Our absolute focus is on delivering short-term gains while ensuring the long-term development of our clients' data capital. We are committed to offering the most advanced data science approaches and building ethical, sustainable AI practices.
Key Figures
18 years of experience in data science
500+ data scientists, all consultants
5 offices in Paris, London, New York, Hong Kong, and Shanghai
350+ clients (CAC40, Fortune500)
$1M+ in profit generated for our clients since 2006
1,000+ data science projects
Within Ekimetrics, the Innovation Department works on AI research topics in collaboration with our industrial and academic partners. The department comprises several PhD experts in generative AI, deep learning, computer vision, time series, explainability, and causality. Two CIFRE PhD projects are underway, with two more to start in 2025. Each expert leads teams tasked with testing state-of-the-art algorithms and adapting them to specific business problems, developing new methodologies or algorithms to address identified challenges, and ensuring a seamless handover for integration within Ekimetrics' industrial ecosystem.
A central focus of the Innovation Department is closing the gap between cutting-edge AI agents and the day-to-day reality of delivering data science at scale. As large language models reshape how software and analytics are produced, the department is investing in agentic systems that can accelerate the full data science lifecycle, from data understanding and feature engineering through modeling, evaluation, and deployment, while keeping data scientists firmly in control of quality, governance, and business relevance. This internship sits at the heart of that effort, combining applied AI research with production-grade engineering on Ekimetrics' modern data stack.
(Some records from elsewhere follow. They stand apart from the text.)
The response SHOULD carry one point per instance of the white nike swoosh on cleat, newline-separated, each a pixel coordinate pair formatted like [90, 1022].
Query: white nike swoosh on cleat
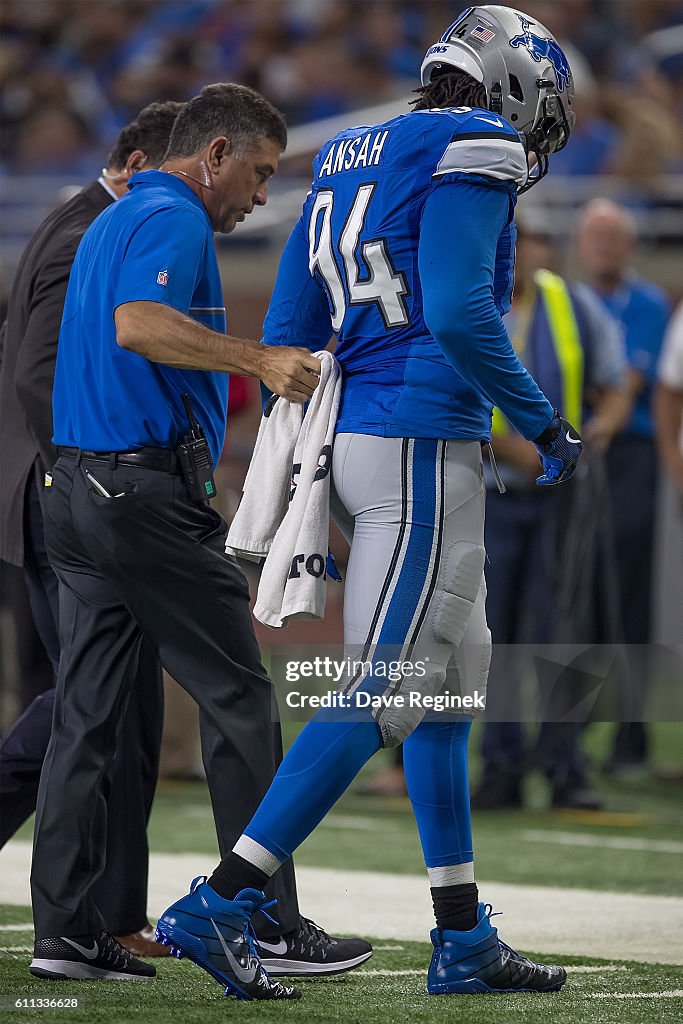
[90, 953]
[244, 974]
[278, 949]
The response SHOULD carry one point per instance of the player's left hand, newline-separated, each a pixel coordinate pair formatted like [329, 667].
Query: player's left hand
[559, 448]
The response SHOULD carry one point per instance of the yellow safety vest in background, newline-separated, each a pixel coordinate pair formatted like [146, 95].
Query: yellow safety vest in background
[566, 342]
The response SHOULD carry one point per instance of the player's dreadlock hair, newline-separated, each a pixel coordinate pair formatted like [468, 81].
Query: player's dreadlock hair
[451, 87]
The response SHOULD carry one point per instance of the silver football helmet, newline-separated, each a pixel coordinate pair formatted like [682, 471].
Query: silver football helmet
[525, 74]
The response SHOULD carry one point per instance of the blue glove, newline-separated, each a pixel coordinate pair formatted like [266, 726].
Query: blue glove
[559, 448]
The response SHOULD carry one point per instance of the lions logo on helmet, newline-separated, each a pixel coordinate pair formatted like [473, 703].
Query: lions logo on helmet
[544, 47]
[525, 75]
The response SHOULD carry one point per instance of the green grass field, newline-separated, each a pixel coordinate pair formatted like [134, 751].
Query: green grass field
[634, 846]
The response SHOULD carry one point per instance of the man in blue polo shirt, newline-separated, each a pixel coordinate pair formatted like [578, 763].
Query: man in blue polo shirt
[606, 240]
[143, 357]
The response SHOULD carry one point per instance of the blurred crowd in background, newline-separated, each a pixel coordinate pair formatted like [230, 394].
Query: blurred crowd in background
[74, 72]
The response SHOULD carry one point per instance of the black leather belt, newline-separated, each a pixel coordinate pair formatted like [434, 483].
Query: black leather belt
[150, 458]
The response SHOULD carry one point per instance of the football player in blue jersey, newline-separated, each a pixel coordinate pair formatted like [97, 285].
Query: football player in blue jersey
[404, 251]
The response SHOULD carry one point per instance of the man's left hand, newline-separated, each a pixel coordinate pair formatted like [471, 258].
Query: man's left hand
[559, 448]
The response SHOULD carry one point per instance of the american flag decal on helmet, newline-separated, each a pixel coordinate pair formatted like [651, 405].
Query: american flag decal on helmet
[481, 33]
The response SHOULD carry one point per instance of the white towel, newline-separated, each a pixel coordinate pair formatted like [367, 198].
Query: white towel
[285, 509]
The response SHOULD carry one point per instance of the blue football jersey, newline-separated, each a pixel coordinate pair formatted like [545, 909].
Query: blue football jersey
[350, 267]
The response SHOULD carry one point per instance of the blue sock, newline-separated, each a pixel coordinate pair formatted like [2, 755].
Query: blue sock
[321, 764]
[435, 764]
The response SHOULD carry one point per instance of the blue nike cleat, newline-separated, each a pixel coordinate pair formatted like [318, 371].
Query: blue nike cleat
[215, 934]
[477, 962]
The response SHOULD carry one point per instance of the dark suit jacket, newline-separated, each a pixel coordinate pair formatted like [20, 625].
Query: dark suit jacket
[29, 352]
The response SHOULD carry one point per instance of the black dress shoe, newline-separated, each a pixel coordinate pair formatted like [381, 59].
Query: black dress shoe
[96, 956]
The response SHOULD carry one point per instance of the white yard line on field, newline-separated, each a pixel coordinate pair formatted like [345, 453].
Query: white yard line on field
[572, 922]
[604, 842]
[579, 969]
In recent years, foundation models and LLM-based agents have transformed software engineering and knowledge work. Yet the data science workflow itself (problem framing, data preparation, feature engineering, modeling and experimentation, evaluation, deployment, and monitoring) remains largely manual, expert-intensive, and difficult to scale. A typical project follows a recognizable sequence of steps, which means it can be explicitly structured as a workflow that a multi-agent system can accelerate, with human review at the points where judgment matters most.
This internship will focus on designing and building such a system: a multi-agent orchestration in which specialized agents (e.g., feature engineering, modeling, evaluation) collaborate under a coordinating agent to produce runnable code that a data scientist reviews, refines, and merges. The system is intentionally semi-automated: some steps run human-in-the-loop with explicit approval gates, while others run autonomously with human review of the output. The intern will start with the feature engineering and modeling/experimentation loop, the part of the workflow where iteration is most intensive, and progressively extend coverage toward the end-to-end pipeline.
The work builds on recent state-of-the-art research in agentic data science, including AIDE [1], which frames machine learning engineering as a tree search over candidate code solutions; Data Interpreter [2], an end-to-end LLM agent that decomposes a data science task into a dynamic dependency graph; and AutoKaggle [3], a multi-agent pipeline whose phase-by-phase design and validated toolkit allow users to intervene at each stage, integrating automated intelligence with human expertise.
This internship offers an opportunity to engage with cutting-edge AI research and production engineering.
Key Responsibilities :
Working alongside senior data scientists and AI experts who lead the system's overall design and architecture, the intern will:
Conduct a focused literature review on agentic data science, automated machine learning, and LLM-agent techniques (planning, tool use, multi-agent orchestration), including human-in-the-loop and evaluation methods.